Cares Act Transcripts | Financial Planning Chapel Hill l Old Peak Financial Advisors

Cares Act Transcripts

Transcript: Rick Waechter

The Paycheck Protection Program: What you need to know to determine if it is right for your business

This is Rick Waechter, a Certified Financial Planner Professional and the founder of Old Peak Finance. Old Peak provides comprehensive financial planning for busy professionals and business owners. In this brief video I'll describe the key provision in the $2 trillion CARES Act for small business owners.

It's called the Paycheck Protection Program and it provides loans of up to $10 million for businesses that have been impacted by the current crisis and if the borrower meets certain requirements, the loan is entirely forgiven.

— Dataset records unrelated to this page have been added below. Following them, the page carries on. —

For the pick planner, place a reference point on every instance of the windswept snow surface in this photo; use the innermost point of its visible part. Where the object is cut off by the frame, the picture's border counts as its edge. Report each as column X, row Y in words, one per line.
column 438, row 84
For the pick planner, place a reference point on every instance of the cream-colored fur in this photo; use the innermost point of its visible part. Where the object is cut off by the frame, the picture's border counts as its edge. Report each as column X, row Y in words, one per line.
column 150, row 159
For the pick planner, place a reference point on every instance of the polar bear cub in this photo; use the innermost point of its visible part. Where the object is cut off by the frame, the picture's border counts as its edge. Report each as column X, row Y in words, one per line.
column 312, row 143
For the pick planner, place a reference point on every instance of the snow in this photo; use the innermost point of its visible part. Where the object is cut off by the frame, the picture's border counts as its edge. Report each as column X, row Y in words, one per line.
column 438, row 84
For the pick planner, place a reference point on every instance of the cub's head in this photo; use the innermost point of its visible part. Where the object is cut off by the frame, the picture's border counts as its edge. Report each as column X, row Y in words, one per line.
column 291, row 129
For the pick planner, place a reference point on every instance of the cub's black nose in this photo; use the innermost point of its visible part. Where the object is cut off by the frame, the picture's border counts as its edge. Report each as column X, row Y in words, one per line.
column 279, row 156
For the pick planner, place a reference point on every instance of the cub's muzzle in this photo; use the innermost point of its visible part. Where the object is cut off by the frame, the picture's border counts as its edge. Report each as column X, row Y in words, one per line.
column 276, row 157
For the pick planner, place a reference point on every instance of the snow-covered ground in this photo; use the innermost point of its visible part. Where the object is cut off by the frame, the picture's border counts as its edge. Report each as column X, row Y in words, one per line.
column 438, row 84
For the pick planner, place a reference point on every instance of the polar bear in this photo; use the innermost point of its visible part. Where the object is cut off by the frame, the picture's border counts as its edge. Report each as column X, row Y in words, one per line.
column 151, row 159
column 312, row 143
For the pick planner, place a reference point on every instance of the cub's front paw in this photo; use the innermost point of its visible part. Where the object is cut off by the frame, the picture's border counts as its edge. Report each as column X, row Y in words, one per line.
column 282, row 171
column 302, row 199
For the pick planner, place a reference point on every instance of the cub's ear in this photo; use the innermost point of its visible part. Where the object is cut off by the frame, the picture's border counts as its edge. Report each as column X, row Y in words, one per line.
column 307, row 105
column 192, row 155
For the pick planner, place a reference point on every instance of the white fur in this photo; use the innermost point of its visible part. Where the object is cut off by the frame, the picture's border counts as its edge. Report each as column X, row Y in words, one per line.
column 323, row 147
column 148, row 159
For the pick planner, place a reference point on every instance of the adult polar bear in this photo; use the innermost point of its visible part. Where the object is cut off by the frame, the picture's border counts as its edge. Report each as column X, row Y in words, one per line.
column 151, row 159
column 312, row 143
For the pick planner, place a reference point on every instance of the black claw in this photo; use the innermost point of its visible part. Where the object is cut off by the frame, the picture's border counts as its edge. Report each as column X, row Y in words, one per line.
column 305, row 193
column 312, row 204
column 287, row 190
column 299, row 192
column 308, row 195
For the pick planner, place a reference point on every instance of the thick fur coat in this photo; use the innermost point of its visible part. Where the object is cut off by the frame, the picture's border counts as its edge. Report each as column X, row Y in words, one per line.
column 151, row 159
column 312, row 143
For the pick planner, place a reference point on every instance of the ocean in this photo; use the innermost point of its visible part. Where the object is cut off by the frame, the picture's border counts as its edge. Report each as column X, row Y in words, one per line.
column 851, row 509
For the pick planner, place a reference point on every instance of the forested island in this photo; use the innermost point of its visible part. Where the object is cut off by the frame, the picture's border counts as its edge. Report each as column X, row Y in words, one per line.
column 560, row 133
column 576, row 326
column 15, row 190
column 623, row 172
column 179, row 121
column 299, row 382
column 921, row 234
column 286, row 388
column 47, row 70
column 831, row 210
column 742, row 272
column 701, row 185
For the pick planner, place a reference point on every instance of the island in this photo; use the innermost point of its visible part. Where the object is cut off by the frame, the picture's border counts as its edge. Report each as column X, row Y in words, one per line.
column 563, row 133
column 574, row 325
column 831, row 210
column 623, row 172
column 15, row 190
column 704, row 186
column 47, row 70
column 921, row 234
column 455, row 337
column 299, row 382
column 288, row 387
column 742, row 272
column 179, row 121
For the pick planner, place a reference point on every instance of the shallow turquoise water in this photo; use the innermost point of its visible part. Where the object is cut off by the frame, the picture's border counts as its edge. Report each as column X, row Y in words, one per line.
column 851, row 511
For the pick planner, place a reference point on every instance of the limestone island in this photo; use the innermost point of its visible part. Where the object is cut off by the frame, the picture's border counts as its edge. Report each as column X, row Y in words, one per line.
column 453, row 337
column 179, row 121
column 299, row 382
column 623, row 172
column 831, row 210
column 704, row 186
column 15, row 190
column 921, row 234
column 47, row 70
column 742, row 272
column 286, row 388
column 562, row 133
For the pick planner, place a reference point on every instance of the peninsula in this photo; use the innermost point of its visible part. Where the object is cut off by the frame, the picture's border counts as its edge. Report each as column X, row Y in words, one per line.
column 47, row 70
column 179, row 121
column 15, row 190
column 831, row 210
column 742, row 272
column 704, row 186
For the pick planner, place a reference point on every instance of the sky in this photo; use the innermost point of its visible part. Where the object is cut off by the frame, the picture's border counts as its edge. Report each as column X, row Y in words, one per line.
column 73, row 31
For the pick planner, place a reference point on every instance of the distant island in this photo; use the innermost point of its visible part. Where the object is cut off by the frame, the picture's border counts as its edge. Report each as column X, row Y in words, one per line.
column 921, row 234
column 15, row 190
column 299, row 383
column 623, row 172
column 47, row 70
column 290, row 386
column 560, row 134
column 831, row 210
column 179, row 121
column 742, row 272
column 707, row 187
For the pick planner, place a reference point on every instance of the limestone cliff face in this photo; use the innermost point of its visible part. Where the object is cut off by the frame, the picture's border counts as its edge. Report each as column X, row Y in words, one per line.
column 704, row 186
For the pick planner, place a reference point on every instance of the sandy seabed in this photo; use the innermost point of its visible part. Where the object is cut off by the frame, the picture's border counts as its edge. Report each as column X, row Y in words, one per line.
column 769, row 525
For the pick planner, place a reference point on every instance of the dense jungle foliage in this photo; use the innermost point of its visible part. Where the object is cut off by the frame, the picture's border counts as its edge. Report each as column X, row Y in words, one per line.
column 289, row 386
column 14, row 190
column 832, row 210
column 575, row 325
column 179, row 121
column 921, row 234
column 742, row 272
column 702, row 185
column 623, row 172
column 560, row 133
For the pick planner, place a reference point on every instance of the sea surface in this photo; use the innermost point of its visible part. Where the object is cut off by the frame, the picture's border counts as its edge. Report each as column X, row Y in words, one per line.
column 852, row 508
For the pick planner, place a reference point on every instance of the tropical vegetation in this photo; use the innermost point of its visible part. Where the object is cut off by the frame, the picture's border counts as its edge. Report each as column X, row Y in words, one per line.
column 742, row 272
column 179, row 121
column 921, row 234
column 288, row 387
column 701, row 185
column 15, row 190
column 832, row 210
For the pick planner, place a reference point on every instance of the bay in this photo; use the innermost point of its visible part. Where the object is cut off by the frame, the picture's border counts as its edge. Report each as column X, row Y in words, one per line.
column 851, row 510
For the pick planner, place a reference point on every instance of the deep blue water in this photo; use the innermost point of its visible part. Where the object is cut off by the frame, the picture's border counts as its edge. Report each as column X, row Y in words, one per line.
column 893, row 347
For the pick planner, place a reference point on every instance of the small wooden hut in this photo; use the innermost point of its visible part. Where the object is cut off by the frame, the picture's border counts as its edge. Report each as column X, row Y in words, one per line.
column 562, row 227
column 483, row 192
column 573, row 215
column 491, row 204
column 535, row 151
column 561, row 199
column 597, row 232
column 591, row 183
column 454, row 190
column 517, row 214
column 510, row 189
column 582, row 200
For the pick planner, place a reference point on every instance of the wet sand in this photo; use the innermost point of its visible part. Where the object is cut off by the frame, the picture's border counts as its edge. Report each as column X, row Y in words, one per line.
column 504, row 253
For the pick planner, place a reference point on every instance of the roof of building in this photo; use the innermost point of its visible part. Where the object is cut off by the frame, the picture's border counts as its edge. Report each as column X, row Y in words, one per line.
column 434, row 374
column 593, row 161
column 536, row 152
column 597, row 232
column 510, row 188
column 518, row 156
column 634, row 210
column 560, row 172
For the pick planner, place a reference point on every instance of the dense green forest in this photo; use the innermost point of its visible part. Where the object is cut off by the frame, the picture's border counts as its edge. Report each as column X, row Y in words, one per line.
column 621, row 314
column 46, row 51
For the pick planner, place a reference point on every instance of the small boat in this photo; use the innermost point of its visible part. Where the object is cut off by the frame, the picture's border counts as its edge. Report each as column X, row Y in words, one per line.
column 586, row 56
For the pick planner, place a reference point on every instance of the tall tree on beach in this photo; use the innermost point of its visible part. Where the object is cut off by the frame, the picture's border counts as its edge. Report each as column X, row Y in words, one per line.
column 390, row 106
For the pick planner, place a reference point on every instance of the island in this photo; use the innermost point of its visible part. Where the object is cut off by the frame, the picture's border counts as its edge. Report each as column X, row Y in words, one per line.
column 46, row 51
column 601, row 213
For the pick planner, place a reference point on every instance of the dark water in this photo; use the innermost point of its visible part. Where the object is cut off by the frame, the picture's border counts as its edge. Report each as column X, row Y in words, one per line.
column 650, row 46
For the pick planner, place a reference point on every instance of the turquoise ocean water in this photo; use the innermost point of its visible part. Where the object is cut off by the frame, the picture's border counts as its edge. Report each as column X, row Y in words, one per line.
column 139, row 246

Those requirements are essentially twofold:

1. First, at least 75% of the loan must be used for payroll and
2. Second, headcount must be maintained at February 15 levels, with no one suffering a pay cut of more than 25%.
Another certification that a borrower must make, let me read to you Treasury's language:
“Current economic uncertainty makes the loan necessary to support your ongoing operations”.
The loans are generally available for companies with 500 employees or less, and that includes sole proprietors and gig economy workers.
Up to 25 percent of the loan amount can be used for non- payroll costs items, such as:
- Rent
- Mortgage interest
- And Utilities.

I mentioned before a $10-million cap on the loan amount. A borrower can access up to two and a half times monthly payroll, and in that calculation, you have to cap an individual's employee compensation at $100,000.

The loan program went live on April the 3rd and not surprisingly, there's tremendous demand. So while the application deadline is June 30 we'd suggest that you get your application in as soon as possible.

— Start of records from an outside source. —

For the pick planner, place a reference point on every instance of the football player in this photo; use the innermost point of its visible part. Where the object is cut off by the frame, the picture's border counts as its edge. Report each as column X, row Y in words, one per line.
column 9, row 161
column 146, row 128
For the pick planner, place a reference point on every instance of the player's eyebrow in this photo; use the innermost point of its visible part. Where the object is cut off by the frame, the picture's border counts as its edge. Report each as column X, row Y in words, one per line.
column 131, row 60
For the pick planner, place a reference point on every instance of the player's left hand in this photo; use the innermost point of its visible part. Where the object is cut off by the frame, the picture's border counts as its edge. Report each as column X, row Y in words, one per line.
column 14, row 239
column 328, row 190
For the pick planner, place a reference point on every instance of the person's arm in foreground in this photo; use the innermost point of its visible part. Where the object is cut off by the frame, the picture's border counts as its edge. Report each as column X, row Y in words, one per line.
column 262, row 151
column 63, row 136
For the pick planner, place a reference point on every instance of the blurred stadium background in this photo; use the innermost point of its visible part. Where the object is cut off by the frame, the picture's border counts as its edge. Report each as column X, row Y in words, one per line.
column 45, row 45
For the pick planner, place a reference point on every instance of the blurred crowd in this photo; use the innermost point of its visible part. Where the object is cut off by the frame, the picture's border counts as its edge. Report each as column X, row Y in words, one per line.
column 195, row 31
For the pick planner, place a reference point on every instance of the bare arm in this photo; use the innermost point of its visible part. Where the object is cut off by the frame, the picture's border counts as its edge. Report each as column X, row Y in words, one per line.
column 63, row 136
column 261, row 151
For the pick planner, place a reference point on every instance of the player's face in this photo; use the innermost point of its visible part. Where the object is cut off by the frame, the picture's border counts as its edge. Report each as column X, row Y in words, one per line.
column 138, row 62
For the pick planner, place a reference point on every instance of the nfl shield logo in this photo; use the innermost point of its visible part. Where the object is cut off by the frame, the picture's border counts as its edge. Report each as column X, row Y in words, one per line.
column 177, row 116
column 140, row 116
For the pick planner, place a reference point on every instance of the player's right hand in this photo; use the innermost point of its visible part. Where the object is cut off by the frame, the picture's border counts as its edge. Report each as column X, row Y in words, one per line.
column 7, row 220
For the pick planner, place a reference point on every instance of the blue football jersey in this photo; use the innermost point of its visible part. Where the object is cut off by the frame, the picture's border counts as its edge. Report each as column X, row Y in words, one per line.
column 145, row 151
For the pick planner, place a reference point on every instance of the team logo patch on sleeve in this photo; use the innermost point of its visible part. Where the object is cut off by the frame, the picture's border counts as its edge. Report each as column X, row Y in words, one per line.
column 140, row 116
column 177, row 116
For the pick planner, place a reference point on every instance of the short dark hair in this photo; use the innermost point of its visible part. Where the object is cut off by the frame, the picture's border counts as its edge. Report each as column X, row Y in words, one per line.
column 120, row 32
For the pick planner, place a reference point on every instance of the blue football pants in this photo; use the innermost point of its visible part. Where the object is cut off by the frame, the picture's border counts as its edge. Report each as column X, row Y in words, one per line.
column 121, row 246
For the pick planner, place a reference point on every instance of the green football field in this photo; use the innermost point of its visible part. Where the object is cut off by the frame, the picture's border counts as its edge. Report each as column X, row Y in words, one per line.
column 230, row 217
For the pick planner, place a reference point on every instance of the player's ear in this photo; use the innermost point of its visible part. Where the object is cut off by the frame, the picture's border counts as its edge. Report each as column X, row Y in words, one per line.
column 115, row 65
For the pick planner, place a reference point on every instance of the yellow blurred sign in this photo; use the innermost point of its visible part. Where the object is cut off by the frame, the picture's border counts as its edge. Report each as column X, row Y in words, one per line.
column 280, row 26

It's our understanding, that most major banks are accepting these applications, but only from existing banking relationships, so your first call should be to your existing business banker.

If you have questions, please reach out. You can find us at

An video of this transcript can be found here.

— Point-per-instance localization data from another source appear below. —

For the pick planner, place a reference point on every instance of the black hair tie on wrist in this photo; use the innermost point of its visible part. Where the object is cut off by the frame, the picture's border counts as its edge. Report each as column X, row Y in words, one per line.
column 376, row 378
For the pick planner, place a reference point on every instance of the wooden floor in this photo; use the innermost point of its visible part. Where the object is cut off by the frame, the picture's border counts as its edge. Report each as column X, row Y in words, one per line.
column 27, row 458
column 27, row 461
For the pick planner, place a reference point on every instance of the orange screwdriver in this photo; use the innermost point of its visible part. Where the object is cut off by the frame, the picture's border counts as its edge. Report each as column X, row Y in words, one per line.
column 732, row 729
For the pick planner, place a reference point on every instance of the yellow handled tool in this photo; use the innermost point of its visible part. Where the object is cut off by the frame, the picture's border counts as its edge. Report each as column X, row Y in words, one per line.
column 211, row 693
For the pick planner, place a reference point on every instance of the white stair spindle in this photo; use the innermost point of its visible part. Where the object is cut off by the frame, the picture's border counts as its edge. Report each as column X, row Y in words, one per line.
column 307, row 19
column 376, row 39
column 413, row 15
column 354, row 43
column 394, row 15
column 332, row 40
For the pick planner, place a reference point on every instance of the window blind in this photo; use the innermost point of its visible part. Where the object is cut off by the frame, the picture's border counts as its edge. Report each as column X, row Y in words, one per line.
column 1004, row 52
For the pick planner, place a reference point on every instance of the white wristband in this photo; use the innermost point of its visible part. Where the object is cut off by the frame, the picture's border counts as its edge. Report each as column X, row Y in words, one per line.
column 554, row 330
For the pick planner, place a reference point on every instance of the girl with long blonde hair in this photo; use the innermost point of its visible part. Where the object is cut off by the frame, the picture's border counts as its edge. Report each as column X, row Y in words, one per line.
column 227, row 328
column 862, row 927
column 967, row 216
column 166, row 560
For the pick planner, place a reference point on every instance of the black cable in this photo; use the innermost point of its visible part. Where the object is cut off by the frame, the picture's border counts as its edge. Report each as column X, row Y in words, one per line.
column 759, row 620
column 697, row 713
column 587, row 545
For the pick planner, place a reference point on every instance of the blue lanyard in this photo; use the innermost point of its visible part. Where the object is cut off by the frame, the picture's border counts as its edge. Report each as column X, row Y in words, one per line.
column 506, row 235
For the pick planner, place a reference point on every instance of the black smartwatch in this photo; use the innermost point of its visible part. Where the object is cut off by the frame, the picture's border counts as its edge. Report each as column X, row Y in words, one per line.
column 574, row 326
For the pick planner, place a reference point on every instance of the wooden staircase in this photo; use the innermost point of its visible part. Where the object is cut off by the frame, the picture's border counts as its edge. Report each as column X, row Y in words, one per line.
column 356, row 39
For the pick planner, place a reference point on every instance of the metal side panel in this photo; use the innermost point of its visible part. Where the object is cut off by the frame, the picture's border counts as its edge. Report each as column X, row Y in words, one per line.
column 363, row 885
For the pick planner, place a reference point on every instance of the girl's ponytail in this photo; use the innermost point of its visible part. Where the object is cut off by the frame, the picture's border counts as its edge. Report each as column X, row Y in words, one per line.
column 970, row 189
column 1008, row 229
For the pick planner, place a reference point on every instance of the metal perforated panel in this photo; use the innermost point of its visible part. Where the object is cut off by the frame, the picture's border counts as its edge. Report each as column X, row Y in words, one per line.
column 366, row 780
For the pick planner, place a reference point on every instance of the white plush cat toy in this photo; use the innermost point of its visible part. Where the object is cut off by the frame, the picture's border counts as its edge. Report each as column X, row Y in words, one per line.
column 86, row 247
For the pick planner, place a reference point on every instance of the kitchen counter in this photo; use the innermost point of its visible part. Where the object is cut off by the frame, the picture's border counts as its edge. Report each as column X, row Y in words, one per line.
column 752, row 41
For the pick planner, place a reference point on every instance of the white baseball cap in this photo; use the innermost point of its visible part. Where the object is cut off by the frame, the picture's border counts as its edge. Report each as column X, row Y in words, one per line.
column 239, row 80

Transcript: Molly Stanifer

The CARES Act: What You Need to Know About RMDs and Recovery Rebates


Hi, I'm Molly Stanifer, Financial Advisor at Old Peak Finance, as part of the recently passed Cares Act we'd like to briefly review a couple parts which may have an impact to you changes made to the Required Minimum Distributions (or RMDs) and the Recovery Rebates.

If you're 72 or older this year, you do not need to take your RMD in 2020. As a reminder, the entire amount of your RMD is ordinary income. So if you have the funds outside of your IRA to support your living expenses, it may make sense to defer your RMD this year. This also includes inherited IRAs.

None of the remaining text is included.